Leon Kossoff: Affirmation in Truce

Leon Kossoff, Outside Kilburn Underground Station, 1984, oil on board, 77 1/2 x
Leon Kossoff, Outside Kilburn Underground Station, 1984, oil on board, 77 1/2 x 83 7/8 inches (courtesy of the artist and Mitchell-Innes & Nash)

Thaddeus Radell reviews the exhibition Leon Kossoff: London Landscapes at Mitchell-Innes & Nash, New York, on view through December 21, 2013.

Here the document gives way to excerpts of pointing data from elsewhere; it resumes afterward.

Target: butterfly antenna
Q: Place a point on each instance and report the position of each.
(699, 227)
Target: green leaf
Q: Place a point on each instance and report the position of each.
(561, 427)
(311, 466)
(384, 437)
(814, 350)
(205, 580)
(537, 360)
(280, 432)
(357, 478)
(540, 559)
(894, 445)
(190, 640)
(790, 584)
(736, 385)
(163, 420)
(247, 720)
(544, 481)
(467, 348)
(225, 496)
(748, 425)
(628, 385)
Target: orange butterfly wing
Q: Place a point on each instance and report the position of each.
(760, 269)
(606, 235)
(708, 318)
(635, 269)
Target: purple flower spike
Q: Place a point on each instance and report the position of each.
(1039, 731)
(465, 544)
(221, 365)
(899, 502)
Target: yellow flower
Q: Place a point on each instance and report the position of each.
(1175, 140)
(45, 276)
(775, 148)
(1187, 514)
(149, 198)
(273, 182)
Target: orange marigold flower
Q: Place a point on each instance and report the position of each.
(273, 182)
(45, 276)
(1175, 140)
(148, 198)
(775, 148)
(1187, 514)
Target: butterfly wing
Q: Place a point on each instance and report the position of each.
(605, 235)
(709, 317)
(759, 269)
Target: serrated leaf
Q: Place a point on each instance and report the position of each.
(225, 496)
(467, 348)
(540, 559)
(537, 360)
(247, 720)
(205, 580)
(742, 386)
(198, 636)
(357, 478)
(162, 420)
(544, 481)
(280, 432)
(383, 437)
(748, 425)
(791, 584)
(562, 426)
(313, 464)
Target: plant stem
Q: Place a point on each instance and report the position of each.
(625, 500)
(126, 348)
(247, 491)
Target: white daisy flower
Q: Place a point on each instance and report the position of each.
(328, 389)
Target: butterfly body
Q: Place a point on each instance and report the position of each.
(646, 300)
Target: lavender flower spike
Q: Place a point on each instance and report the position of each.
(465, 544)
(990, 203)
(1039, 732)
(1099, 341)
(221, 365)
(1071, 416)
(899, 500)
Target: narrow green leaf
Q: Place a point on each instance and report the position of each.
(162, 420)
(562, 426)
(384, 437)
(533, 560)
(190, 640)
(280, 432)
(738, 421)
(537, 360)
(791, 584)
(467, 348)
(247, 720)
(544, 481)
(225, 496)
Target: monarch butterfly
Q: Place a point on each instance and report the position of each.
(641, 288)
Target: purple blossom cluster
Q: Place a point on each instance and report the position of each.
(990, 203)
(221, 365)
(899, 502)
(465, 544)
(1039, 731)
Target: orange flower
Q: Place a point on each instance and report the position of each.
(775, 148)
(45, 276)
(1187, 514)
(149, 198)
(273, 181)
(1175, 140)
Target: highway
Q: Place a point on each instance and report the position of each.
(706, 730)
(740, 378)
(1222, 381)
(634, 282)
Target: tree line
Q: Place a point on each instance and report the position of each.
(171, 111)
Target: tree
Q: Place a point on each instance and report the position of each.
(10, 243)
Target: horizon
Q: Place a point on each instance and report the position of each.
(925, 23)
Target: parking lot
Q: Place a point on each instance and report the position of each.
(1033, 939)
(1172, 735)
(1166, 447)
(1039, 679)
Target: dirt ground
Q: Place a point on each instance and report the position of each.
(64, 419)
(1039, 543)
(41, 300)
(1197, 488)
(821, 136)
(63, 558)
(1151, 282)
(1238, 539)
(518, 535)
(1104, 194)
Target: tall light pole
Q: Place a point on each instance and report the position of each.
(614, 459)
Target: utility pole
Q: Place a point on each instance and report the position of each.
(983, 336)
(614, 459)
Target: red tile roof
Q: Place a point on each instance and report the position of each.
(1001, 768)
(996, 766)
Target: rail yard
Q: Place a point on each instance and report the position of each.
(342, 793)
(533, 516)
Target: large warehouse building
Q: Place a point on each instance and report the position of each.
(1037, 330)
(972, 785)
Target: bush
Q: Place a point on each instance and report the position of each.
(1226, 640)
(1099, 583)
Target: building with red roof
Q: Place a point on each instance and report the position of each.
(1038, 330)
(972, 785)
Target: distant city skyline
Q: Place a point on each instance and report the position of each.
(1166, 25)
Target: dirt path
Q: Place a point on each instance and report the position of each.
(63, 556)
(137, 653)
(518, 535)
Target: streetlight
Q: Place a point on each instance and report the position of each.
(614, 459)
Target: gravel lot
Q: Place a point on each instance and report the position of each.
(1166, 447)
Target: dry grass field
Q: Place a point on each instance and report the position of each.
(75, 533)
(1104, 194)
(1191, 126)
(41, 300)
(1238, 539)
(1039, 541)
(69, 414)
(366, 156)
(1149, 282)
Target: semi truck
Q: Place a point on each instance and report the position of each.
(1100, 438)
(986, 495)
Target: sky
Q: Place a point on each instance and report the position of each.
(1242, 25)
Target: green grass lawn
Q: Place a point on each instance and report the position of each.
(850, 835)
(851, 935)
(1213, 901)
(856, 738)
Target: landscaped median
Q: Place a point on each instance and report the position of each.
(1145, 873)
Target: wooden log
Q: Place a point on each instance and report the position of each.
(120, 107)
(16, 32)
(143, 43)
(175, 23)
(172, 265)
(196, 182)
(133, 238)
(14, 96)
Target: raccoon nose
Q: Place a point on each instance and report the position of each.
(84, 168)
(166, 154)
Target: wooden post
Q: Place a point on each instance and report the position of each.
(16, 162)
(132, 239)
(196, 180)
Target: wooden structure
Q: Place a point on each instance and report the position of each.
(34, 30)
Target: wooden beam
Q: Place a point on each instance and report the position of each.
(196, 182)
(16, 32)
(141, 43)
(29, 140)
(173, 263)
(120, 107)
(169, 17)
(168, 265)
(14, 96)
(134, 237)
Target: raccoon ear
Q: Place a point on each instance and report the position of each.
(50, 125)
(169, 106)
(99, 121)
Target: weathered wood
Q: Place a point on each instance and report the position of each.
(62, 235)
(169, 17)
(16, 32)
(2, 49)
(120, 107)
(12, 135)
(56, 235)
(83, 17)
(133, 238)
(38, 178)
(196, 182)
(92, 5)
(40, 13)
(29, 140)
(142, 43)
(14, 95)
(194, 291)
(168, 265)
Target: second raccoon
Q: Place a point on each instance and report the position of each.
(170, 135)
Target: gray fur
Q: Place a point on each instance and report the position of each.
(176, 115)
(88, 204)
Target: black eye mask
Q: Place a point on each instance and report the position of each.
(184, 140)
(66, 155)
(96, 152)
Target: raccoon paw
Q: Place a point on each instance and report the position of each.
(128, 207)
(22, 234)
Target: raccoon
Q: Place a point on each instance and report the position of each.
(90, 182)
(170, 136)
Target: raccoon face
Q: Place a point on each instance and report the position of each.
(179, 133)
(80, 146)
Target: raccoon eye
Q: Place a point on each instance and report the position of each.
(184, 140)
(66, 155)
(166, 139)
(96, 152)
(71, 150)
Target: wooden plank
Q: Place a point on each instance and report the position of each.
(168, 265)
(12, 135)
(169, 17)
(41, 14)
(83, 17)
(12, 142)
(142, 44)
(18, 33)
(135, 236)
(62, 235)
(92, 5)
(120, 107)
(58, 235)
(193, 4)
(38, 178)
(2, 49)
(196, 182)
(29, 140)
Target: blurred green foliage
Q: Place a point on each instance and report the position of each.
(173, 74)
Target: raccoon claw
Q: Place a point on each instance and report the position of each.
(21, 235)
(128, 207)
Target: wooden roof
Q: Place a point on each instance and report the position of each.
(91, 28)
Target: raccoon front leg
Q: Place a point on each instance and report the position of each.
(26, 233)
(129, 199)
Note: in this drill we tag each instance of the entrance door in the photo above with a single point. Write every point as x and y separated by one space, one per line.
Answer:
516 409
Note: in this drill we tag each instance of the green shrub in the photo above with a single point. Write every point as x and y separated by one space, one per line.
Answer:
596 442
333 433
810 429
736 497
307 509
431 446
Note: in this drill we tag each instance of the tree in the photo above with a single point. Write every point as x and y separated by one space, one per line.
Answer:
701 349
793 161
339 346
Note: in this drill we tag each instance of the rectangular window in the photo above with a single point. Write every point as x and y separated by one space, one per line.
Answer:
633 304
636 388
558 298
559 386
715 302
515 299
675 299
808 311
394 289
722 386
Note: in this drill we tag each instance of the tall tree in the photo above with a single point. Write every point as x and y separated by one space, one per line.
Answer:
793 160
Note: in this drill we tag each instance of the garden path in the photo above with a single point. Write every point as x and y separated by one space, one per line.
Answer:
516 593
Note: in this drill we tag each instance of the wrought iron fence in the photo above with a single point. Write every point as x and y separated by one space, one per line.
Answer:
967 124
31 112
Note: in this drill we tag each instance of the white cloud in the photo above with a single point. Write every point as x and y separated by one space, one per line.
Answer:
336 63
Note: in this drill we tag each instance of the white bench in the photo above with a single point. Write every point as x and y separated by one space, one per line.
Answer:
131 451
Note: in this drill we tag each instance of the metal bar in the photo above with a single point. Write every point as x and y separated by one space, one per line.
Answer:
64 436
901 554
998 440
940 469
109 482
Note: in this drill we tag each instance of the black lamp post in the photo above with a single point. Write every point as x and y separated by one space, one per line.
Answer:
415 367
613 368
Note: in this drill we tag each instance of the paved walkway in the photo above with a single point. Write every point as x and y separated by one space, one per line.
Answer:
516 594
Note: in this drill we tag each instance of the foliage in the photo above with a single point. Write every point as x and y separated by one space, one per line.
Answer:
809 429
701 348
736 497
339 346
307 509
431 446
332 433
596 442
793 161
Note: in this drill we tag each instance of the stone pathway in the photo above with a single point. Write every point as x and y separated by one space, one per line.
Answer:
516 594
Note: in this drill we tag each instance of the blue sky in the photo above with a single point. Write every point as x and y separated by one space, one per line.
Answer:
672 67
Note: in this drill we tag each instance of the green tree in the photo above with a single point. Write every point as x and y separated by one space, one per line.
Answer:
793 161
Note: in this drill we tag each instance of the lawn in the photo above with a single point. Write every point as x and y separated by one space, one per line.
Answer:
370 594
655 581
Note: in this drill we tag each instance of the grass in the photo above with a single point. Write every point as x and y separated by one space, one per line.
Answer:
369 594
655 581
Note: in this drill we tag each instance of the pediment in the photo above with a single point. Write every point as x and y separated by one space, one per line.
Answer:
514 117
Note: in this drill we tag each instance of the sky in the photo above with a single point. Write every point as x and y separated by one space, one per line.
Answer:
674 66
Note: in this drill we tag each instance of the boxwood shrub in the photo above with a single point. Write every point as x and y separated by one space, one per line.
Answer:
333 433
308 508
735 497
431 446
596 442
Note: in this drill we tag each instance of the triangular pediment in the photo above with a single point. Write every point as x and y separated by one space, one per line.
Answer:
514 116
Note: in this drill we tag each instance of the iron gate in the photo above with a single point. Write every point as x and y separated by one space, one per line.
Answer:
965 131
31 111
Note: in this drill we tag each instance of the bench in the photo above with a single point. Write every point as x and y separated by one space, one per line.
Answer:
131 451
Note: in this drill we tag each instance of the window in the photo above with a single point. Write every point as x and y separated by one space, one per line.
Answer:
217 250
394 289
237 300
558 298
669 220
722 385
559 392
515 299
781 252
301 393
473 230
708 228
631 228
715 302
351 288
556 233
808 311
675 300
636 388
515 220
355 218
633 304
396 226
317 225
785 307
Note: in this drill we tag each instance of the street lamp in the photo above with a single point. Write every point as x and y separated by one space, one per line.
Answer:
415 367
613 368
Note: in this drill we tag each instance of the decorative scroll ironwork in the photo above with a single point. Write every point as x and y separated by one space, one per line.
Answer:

Radell writes: "After discovering a motif, his London Landscapes, for example, [Kossoff] attempts to understand what its meaning is to him. Even more important than the visual impact of its inherent form and physicality, even more important than visualizing a synthesis of its spatial possibilities, Kossoff considers its ontological claim on him. This meaning is never easily excavated from the highly complex motifs that appeal to him, and his method is to attempt to decipher it through numerous, and seemingly ferocious, essays of prolonged and rigorous contact. Fought through and through, session after session, the paper becomes battered and scarred, a dense testament and homage to Sisyphean effort... From each effacement follows a new heroic effort, a fresh initiative to discover a more profound resolution of his distinctive graphic phrasing—a drawing that will cohere more stringently to an ineffable meaning he only hopes to unearth. Indeed, one feels that Kossoff arrives more at a truce with his image than a resolution."